Thanks for any tips.

if you play around with it you can change the steps and the temps to how you want them. Maybe start with the medium body mash profile, adjust the temp to 150*, then click on add a step and put a 20m rest at 160*. To adjust the temp under the mash details page you can double click on the actual mash step where it says “mash in at…add…qts of water at…”

It takes some getting used to, just click on things to see what you can change or add. That’s how I learned to do it. Or I suppose you could check their website, they have boring yet helpful tutorial videos.
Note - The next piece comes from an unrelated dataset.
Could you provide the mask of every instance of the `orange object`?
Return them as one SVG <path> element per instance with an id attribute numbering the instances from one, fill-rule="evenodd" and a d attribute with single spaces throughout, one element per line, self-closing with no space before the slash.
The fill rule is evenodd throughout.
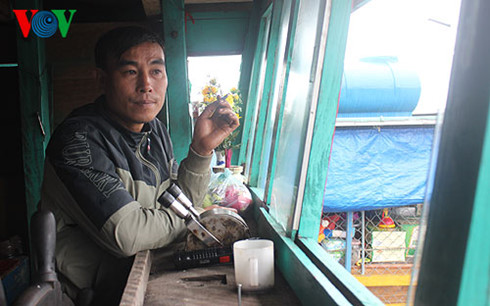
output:
<path id="1" fill-rule="evenodd" d="M 378 224 L 380 228 L 394 228 L 396 227 L 395 221 L 388 215 L 388 208 L 383 208 L 383 215 L 381 215 L 381 221 Z"/>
[quote=“georage”]I am using BeerSmith 2, nice piece of software … but am not sure what to use for my mash profile.

I pretty much follow the system laid out by Palmer in his How To Brew book … that would seem to be batch sparging? I mash for 60 minutes at 150ish, then 20 minutes at 160ish …

None of the options available really seem to match what I am doing, however … they all mention protein rest.

Thanks for any tips.[/quote]

you can pick one they have preloaded or make your own

Thanks, I will attempt to roll my own mash profile.

I’d use “Single Infusion Medium Body” Adjust the programs mash temps and step times to match your process.